Include the person with Alzheimer’s:

Woman decorates holiday cookies.
Decorating cookies is a simple task that you can do with your loved one.

It’s easy to get caught up in your to-do list during the holiday season and miss out on spending quality time with the people who matter most. Make a conscious effort to involve the person with Alzheimer’s as you prepare for the holidays. Alzheimer’s may prevent your loved one from participating in the holidays like they used to, but that doesn’t mean they need to sit on the sidelines. Consider the following tips to make your holiday celebrations more inclusive:

  • Spend time together getting in the holiday spirit by watching a classic holiday movie.
  • Encourage reminiscing by telling stories about your favorite holiday memories.
  • Include your loved one as much as possible in your daily activities as you get ready for the holidays. For example, if you’re baking holiday cookies, ask them to decorate.
  • Working on a creative project is a great activity for kids and people with Alzheimer’s to do together. My favorite holiday memory is the time my Grandma spent the day helping my cousins and me create festive decorations from inexpensive craft materials. You don’t have to spend a lot of money to create lasting memories.
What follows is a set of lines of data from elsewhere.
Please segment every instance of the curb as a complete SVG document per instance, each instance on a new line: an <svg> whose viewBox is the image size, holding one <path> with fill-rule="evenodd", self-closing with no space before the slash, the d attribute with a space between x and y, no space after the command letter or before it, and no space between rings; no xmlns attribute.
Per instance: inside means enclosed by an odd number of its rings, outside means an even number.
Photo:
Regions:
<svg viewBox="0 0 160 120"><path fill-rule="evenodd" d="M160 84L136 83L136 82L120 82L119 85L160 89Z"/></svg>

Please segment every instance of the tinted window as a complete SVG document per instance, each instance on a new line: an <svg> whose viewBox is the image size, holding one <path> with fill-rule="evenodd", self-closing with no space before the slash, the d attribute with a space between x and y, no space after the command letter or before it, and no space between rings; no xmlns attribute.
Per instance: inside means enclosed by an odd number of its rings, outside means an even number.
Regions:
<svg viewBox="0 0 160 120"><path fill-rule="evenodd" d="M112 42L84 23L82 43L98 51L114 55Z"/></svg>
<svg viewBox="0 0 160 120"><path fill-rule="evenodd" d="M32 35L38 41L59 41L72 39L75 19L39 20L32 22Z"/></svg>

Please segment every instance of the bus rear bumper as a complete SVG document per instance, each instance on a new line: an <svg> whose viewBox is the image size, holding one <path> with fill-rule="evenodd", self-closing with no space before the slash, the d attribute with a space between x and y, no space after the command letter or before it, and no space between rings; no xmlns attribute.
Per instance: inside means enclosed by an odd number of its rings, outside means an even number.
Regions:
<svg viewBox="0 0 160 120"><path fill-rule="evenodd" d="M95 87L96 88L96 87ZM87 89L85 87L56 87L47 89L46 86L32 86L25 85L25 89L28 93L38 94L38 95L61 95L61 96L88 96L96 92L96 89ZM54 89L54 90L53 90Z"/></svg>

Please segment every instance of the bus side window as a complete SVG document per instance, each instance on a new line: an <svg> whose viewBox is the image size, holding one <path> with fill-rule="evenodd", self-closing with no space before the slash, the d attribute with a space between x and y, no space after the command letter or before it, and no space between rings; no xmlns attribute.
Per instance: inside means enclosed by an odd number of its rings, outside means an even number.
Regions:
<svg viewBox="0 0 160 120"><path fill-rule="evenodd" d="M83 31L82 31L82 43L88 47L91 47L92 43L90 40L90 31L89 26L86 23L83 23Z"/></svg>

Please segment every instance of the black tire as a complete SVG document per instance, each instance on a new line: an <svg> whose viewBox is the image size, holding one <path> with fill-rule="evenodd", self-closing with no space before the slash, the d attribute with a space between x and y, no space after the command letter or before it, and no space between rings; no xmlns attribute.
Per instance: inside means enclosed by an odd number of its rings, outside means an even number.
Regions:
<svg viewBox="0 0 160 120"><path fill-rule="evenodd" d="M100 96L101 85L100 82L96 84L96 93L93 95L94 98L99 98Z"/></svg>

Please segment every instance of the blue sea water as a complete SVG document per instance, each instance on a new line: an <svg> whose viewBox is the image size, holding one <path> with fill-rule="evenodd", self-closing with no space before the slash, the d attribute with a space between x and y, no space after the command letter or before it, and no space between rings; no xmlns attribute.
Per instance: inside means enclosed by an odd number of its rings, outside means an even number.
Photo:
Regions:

Prepare guests for celebrating the holidays with Alzheimer’s:

Guest rings doorbell to celebrate the holidays with Alzheimer's patient.
Help guests navigate the holiday’s with Alzheimer’s patients by talking with them ahead of time.

If you are having people over to visit during the holiday season you may want to give them a heads-up of what to expect. This gesture is especially useful for out of town guests who have not visited in a while and for friends that do not have a ton of experience with Alzheimer’s.

  • Consider writing a short text or email to let guests know about changes since their last visit. As people advance to the middle and later stages of Alzheimers, cognitive and behavioral changes become more pronounced. These changes can be shocking and difficult to handle if you are unprepared for them.
  • Remind guests to be patient when communicating and refrain from correcting mistakes and pointing out repeated anecdotes.